Son clin d’œil sur les podiums laisse alors apparaître, pour la première fois, un autre visage de Majka. Encore loin d’être un showman, mais enfin un peu plus chaleureux. Un homme qui sait ce qu’il veut, et tant pis pour les coutumes du vélo. Son leader Alberto Contador chute dans le col d’Allos, sur le Tour 2015 ? Le Polonais ne l’attend pas et use à l’arrivée d’une incroyable mauvaise foi pour se justifier. Ambiance, ambiance… Au même moment, Oleg Tinkov, patron de l’équipe, vante les mérites de son poulain. Sur Twitter, l’oligarque russe lui promet même une Aston Martin s’il ramène à Paris une deuxième fois de suite le maillot de meilleur grimpeur. Quand Contador connaît un traitement indigne de son statut, Majka fait donc figure de petit chouchou auprès du milliardaire.

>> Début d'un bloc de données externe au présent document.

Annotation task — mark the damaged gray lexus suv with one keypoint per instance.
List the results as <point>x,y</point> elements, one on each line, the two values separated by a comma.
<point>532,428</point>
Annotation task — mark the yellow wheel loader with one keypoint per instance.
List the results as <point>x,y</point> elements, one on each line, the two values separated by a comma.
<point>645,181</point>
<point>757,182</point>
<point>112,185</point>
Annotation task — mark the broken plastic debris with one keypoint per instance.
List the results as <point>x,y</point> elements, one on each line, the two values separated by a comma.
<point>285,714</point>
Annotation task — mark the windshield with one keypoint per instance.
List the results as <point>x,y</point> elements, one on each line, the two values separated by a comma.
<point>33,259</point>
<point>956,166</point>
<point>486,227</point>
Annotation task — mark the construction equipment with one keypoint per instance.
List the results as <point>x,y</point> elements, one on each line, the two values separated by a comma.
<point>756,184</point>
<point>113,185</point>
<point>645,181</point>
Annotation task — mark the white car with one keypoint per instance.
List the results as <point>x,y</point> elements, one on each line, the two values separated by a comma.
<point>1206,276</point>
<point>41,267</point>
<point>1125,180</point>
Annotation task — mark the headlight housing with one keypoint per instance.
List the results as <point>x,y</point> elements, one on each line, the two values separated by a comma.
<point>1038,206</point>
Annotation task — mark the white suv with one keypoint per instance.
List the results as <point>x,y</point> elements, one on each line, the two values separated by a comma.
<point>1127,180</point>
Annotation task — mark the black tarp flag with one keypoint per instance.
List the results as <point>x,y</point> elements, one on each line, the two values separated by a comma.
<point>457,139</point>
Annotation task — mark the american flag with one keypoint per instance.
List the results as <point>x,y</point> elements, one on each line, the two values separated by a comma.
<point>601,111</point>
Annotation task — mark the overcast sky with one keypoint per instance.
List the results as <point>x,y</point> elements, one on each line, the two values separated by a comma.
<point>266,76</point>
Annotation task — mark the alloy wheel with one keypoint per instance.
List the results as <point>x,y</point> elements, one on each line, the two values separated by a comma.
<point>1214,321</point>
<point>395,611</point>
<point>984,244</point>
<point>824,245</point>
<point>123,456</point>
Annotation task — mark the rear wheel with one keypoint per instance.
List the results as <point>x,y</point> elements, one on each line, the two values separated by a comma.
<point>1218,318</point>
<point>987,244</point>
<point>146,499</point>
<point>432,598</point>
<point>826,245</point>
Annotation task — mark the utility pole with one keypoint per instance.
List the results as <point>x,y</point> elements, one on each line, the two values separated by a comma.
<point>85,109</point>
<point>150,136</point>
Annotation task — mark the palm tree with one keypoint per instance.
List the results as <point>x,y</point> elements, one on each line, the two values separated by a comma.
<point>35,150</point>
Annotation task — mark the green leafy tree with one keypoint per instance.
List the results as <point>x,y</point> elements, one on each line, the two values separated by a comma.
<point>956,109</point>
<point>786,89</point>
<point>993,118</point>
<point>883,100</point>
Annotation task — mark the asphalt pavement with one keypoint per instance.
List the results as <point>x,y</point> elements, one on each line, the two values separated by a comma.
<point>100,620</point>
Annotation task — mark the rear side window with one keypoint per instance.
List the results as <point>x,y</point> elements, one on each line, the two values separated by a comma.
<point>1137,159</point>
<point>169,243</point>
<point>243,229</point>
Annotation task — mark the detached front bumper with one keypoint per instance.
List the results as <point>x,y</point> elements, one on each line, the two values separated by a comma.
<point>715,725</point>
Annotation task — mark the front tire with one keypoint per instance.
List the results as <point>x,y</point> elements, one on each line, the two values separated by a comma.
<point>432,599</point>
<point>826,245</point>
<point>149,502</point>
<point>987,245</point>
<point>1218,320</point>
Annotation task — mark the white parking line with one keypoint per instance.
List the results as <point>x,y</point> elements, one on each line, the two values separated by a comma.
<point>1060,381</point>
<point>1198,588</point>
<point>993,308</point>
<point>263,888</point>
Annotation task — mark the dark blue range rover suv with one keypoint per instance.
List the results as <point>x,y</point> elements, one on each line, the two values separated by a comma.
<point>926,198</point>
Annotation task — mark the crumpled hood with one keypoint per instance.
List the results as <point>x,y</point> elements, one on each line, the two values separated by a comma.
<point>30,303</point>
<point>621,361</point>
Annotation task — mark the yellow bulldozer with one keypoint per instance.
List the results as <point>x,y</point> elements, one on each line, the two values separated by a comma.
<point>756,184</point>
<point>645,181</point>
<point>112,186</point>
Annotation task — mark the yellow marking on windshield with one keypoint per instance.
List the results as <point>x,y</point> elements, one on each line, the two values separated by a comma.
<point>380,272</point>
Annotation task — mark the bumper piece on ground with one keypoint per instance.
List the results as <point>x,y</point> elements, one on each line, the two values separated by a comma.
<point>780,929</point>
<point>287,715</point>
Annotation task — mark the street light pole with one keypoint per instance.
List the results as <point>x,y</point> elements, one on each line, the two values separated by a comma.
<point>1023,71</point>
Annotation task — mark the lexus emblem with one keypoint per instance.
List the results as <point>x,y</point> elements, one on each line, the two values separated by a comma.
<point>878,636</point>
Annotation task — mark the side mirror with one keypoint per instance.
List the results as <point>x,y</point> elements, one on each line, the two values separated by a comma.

Mais depuis cet épisode, Oleg Tinkov a quitté le vélo et Rafal Majka a retrouvé sa grande discrétion. En 2017, comme souvent, il s’est préparé sur des courses plus exotiques que les autres protagonistes de la Grande Boucle. Les Tours de Californie et de Slovénie sont finalement ce qui lui correspond le mieux. Loin de ces projecteurs, braqués sur le Dauphiné et le Tour de Suisse, qu’il semble fuir. Sûrement a-t-il l’impression de les voir bien assez sur les grands tours, et particulièrement en juillet. Mais pour franchir un cap sur le Tour et viser plus haut que ce qu’il a connu jusque-là, il devra arborer un nouveau masque. Encore. Et tout lâcher. Y compris son sérieux devenu presque encombrant.